We saw a man with a dachshund on a leash and he stopped talking on his cell phone to admire the sky with us.
"I was just telling my friend about what a beautiful night this is," he said, gesturing to his phone.
"It is, it is," my daughter shrieked. "It's the most beautiful, wonderful, best night..."
She did a couple of twirls for emphasis and because she was, after all, wearing a leotard and floaty ballet skirt.
We saw our well-groomed neighbor and his well-groomed dog out for their evening walk. Both man and dog seemed relaxed and happy. We exchanged our mutual happiness with the cool evening, with the pink sky. We exchanged our shock at the recent heat and our theories of inevitability. A cool summer = a warm fall.

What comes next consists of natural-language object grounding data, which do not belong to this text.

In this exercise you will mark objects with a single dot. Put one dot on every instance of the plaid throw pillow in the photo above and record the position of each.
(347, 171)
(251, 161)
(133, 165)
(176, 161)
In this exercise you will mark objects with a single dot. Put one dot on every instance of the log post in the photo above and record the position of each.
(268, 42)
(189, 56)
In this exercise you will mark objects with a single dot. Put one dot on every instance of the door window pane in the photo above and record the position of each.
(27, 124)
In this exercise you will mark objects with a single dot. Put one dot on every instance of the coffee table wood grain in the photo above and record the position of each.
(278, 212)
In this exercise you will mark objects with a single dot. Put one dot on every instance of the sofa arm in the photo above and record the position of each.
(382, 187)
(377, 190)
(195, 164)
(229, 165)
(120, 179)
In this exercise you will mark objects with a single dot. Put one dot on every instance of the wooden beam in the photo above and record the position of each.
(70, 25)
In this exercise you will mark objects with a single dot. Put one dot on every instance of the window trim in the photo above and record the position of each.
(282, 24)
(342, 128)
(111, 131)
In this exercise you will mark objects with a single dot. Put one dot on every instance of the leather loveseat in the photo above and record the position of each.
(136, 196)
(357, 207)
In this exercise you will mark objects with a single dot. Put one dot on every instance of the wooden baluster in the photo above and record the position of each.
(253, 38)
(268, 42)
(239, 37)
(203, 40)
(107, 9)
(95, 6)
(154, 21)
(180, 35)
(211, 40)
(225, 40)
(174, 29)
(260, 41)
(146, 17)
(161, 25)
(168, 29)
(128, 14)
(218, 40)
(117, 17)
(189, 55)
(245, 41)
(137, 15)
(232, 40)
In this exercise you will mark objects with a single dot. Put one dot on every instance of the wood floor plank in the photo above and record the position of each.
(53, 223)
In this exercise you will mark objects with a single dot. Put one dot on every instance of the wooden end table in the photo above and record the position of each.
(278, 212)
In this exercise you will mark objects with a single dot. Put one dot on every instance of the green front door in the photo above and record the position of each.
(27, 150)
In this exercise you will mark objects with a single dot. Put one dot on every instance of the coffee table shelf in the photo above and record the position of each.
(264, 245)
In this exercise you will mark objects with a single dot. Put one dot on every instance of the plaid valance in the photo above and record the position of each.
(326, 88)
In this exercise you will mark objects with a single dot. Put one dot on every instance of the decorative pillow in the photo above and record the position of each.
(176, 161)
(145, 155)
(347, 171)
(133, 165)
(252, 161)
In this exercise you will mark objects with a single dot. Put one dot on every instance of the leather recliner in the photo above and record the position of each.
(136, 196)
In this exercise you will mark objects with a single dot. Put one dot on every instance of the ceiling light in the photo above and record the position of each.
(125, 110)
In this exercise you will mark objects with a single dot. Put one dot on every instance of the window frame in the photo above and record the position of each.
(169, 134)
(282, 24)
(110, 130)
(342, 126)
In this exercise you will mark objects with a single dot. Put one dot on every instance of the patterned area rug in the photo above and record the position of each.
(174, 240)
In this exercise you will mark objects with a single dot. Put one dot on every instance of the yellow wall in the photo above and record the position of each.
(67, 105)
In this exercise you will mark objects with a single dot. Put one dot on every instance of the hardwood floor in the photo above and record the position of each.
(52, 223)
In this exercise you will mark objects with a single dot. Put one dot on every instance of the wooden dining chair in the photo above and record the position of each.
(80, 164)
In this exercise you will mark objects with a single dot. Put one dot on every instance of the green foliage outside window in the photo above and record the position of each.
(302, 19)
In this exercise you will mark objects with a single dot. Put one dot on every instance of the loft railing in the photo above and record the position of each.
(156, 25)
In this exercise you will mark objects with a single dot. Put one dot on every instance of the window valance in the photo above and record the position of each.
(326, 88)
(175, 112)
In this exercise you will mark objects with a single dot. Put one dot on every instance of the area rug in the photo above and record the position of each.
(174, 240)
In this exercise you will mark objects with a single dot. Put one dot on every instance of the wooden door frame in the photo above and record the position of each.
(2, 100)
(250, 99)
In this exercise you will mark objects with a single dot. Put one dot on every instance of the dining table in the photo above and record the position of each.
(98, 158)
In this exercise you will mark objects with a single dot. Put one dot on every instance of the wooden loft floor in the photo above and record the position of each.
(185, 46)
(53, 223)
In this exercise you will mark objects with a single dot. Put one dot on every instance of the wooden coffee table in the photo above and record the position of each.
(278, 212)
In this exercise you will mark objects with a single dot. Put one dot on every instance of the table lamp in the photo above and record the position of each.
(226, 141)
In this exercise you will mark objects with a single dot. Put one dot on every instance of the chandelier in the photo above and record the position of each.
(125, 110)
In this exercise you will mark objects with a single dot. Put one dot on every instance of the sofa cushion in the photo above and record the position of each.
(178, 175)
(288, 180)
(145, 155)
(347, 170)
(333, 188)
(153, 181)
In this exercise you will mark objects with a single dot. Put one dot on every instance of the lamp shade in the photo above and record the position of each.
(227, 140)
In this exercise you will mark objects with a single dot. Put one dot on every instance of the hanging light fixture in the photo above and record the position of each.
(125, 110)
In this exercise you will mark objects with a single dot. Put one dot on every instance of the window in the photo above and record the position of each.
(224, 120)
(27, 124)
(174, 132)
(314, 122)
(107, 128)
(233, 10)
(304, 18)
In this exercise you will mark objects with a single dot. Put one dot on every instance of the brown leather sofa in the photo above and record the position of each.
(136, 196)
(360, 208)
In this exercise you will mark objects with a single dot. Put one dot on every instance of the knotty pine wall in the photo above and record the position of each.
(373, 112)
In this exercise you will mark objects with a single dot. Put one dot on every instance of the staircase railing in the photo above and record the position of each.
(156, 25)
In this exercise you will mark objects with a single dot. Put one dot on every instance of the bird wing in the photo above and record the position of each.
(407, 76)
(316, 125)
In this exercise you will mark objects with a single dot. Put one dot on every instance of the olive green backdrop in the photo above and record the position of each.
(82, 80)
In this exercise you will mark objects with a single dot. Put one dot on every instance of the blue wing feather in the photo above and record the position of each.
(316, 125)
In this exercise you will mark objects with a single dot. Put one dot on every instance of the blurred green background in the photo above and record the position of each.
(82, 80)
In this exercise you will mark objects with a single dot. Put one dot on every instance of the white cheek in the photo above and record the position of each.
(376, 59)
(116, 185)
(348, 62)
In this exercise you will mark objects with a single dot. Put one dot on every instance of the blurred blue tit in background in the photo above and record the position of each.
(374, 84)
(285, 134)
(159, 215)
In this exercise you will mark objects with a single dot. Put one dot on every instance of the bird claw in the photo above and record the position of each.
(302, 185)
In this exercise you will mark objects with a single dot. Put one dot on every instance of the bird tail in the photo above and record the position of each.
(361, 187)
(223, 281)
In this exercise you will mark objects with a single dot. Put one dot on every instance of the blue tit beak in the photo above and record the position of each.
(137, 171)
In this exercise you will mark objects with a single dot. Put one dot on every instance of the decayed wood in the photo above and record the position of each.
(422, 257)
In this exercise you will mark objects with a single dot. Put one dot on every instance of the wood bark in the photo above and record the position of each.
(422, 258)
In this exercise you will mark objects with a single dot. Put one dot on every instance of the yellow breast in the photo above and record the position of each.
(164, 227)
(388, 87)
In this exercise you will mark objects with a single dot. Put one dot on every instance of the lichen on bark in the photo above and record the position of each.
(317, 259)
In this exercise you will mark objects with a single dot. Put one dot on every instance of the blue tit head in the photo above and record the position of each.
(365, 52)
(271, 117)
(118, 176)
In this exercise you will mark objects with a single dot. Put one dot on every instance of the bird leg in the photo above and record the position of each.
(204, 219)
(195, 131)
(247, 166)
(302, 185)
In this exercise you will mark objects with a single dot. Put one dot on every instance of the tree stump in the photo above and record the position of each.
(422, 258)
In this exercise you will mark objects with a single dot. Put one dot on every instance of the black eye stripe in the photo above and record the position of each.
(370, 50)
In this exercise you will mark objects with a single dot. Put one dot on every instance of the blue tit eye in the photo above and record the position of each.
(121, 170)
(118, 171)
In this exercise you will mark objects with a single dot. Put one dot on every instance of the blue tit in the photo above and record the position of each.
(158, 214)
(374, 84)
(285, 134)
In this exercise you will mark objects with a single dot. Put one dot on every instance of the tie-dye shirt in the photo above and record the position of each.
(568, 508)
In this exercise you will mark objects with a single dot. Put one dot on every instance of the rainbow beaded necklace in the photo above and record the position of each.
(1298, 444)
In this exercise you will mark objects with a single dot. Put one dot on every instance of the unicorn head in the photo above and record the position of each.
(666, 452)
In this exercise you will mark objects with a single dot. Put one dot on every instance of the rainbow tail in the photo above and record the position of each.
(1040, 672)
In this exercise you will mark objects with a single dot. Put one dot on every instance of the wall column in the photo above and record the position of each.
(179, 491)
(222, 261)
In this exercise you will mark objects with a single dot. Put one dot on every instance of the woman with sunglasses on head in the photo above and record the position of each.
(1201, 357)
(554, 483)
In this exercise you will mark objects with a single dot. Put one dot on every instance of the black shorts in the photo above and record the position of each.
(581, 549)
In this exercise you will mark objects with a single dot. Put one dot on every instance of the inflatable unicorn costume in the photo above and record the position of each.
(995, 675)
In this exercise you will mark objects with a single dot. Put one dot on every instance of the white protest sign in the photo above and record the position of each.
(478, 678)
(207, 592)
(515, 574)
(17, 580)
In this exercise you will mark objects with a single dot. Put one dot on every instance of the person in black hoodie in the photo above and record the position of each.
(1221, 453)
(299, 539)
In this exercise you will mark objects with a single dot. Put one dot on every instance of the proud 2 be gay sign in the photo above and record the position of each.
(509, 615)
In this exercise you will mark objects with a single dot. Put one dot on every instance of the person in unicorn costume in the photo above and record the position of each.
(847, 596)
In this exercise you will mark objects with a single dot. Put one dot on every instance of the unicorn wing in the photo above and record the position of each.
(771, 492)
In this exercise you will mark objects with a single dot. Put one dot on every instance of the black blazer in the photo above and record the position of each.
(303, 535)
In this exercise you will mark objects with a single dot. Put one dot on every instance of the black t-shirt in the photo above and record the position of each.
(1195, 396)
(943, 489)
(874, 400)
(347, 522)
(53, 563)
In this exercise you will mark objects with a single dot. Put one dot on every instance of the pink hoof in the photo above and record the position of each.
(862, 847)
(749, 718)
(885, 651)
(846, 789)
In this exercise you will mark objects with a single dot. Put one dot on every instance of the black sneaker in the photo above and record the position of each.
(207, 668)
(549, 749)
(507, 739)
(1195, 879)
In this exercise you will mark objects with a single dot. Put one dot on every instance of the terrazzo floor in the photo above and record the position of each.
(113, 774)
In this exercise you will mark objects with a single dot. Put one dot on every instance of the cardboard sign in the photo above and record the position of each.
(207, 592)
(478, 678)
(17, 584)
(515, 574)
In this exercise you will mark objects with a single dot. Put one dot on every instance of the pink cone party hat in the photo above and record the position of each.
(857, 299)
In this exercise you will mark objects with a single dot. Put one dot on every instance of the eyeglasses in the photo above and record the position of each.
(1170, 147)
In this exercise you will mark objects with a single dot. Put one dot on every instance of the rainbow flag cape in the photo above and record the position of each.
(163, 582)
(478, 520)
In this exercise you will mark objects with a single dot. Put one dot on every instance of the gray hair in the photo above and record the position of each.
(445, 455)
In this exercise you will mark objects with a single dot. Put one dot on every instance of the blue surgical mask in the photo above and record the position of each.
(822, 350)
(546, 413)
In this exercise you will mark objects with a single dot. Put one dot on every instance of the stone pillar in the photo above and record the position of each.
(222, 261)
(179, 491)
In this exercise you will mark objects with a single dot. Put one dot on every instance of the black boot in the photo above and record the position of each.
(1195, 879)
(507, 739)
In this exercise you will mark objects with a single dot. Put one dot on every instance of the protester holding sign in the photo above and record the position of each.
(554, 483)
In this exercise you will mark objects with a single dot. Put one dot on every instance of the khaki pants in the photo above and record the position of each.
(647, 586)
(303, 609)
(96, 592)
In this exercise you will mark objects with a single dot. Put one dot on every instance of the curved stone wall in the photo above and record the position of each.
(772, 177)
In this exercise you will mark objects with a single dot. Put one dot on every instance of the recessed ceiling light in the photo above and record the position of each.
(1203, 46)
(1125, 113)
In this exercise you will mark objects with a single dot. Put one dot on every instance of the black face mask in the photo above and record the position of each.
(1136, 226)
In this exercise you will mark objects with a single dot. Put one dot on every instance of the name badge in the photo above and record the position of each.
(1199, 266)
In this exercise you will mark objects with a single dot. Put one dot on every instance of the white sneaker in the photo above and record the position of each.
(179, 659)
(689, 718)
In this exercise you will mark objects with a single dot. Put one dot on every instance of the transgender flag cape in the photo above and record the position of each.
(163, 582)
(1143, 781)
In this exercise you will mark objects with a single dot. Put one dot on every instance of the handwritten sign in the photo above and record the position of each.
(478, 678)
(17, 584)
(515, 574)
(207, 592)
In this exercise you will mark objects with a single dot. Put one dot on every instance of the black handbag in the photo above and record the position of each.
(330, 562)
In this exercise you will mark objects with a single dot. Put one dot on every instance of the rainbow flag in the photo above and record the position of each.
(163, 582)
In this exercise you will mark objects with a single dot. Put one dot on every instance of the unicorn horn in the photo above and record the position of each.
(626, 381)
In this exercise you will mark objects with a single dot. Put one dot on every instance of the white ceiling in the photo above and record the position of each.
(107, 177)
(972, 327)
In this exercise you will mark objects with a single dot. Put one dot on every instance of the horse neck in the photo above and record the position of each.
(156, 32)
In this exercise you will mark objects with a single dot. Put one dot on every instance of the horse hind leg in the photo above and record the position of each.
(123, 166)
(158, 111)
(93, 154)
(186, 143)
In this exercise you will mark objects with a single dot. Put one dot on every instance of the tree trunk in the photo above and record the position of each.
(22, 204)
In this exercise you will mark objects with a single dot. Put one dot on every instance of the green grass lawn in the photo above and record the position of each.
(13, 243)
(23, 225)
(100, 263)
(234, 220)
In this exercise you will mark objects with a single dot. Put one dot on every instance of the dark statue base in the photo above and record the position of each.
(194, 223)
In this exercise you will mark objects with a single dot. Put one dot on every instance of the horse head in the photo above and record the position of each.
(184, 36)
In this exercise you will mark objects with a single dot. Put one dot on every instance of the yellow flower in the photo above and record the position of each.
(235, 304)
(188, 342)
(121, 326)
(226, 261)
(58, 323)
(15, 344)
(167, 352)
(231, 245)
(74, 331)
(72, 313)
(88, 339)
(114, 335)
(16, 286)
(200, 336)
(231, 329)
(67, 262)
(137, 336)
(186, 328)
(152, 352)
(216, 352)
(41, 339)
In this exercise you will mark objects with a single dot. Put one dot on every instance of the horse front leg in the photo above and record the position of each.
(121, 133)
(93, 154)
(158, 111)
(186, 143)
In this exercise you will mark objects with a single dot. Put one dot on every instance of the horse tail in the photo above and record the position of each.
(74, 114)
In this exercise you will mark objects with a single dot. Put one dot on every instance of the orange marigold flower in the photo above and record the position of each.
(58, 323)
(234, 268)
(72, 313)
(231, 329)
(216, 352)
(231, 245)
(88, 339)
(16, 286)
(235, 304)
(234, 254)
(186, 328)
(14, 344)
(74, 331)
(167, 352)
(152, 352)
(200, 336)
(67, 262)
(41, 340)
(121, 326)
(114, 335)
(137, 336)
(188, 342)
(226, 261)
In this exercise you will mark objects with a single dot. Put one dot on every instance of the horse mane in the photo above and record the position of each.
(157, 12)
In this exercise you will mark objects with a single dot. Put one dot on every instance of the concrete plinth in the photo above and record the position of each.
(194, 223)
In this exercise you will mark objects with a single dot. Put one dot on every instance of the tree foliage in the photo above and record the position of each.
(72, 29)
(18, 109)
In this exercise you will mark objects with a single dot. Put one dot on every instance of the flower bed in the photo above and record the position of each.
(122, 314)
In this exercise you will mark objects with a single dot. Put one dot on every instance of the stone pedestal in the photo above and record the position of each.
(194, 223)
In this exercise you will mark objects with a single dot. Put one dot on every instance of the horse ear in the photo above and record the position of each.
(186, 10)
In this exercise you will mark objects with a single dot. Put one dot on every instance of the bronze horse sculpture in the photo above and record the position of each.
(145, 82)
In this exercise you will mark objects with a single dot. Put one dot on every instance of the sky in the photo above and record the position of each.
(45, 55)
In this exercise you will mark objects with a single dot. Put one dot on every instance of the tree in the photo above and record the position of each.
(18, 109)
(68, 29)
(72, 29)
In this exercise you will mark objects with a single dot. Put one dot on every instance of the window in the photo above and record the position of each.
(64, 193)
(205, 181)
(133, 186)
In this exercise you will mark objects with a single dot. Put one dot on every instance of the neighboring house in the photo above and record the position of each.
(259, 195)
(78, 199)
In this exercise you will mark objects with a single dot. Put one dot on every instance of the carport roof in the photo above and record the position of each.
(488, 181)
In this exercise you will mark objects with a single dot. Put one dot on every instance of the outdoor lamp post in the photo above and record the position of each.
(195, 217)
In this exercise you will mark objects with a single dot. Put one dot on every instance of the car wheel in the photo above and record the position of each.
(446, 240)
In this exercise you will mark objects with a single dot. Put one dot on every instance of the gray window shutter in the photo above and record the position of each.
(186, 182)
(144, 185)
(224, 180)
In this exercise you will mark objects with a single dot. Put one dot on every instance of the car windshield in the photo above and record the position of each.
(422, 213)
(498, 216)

My daughter waved to our neighbors across the street who sat at their dining table and their own daughter rushed outside to shout hello.
We ran into our house to where my son sat in the darkened office and raced a computer car on a computer track.
"Come outside," we begged.
"In a minute," he said, waving us away, his eyes wide and fixed on the screen.
"There's a rainbow," we said.
Very begrudgingly he stood up and walked outside and looked up. He smiled his biggest smile.
"Wow," he said. "That IS beautiful."
And before we could agree, he ran back inside to the dark and the computer and the racetrack.